Former Nets coach Avery Johnson said he has no regrets about what happened in Brooklyn two years ago, but admits he wishes he had more time with the roster in a podcast recorded with Grantland’s Jalen Rose.
The 37-minute podcast, which details various points in Johnson’s career, only spends one question on Johnson’s two-plus years with the New Jersey/Brooklyn Nets. (Starts at around 14:15.) Johnson acknowledges what most already know: he signed onto a team with a “depleted roster” that “basically played 82 road games” in New Jersey.
When the team got to Brooklyn, Johnson noted that they’d built a much stronger core — citing, in order, Joe Johnson, Gerald Wallace, Brook Lopez, and “uh, Williams from Utah.” Reading a little into that? Maybe, but it’s interesting that the guy Johnson once hailed as the savior of his organization is now relegated to an afterthought, and the only player not to get first-name treatment.
Johnson also added that he would take the job again if he could do it all over, and enjoyed specifically working on the East Coast after spending so much time out West.
Here’s the full transcript of his answer:
Jalen Rose: And all that success as a coach, then you end up in New Jersey! With the Nets. Youngsters may see them playing in Brooklyn now, but it was a process to get the team from Jersey to Brooklyn. You were the head coach in transition.
Avery Johnson: Yeah, absolutely. You know, when I took over the New Jersey team, Nets, it was a depleted roster. They were coming off one of the worst years, historically, in the NBA. It was just a decimated team. But I accepted the challenge, and thought we could go — and it was a reclamation project — and get it back, get it back healthy again, get it back on its feet, and we took a lot of losses and a lot of bumps and bruises in those first two years, especially in playing in New Jersey, where every game basically at that point, since people knew we were moving to Brooklyn, we were the road team, so we basically played 82 road games.
But by the time we got into Brooklyn, we had put together a better roster. We had acquired Joe Johnson, we had guys like Gerald Wallace, Brook Lopez was starting to come into his own, we had traded for, uh, Williams from Utah. So, you know, we started really piecing the team together, and we got off to a great start, we were 11 and 4 in November that first month, and unfortunately I got fired in December, but that’s the way it goes sometimes. I’m disappointed I couldn’t see it through to the very end, wish we’d have had a little bit more time, but that’s how it goes in the NBA. No regrets. If I had to do it all over again, I would take that job again. It was great experience in the East Coast, because I had played my whole career and coached up until that point in the Western Conference.
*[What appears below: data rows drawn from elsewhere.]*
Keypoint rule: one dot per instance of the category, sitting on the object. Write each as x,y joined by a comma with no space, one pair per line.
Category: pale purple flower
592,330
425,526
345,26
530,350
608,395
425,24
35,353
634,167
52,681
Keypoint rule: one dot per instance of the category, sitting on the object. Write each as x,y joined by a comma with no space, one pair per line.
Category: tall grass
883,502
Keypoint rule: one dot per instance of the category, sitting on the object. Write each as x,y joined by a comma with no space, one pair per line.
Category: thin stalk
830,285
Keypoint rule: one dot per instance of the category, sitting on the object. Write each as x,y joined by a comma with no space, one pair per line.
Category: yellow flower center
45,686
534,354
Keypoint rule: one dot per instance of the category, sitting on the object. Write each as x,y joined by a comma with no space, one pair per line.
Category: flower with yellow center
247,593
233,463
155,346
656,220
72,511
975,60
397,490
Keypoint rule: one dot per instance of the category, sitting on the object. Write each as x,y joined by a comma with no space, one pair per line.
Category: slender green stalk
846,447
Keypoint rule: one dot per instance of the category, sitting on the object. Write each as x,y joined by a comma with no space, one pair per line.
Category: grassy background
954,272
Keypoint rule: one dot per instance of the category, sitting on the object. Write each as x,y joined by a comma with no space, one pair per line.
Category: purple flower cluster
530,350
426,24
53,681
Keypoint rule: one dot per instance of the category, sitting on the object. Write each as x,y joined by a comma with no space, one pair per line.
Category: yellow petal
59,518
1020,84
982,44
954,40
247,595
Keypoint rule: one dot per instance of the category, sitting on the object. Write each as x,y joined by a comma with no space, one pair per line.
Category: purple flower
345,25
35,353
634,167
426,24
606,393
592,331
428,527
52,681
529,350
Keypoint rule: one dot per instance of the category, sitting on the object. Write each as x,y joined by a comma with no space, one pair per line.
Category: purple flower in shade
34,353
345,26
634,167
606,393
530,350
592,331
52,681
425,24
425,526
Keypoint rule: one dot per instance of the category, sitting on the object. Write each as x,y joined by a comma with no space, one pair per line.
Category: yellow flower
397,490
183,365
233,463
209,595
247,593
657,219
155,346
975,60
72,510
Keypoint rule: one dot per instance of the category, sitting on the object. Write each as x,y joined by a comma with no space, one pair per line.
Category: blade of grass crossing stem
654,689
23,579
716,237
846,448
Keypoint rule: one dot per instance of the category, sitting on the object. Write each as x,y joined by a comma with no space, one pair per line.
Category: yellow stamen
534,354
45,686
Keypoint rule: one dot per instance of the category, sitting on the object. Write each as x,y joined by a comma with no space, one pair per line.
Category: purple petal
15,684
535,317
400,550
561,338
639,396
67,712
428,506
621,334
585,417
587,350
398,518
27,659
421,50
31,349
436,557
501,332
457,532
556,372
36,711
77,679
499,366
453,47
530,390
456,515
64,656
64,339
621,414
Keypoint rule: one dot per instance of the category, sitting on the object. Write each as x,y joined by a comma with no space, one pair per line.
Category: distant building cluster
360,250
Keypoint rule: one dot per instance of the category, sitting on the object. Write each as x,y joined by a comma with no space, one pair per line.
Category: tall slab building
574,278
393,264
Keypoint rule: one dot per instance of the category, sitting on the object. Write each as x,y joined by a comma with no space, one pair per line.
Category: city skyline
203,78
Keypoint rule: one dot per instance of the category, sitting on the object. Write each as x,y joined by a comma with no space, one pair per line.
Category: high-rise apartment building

Rose and Johnson later discussed the job fellow former Nets coach Jason Kidd has done in Milwaukee, with Rose saying that Kidd’s success blew up in Mikhail Prokhorov’s face, and Johnson praising Kidd’s role in Milwaukee’s “180-degree turn,” as well as former Nets assistants Joe Prunty and Sean Sweeney, who worked with Johnson in the past. Johnson has Kidd third on his Coach of the Year ballot.
Johnson also talked rumors about him joining the Denver Nuggets as their head coach, saying he’s interested in “any coaching job that’s available, there’s no arrogance here.” He then threw out another Nets reference. “That’s what I did in 2010,” Johnson said. “I took the Nets job, but I interviewed with New Orleans, I interviewed with Philadelphia, came in 2nd to Doug Collins for that job, I interviewed in Atlanta, basically had the Atlanta job, but then decided to take the Nets job, and then Atlanta hired Larry Drew.”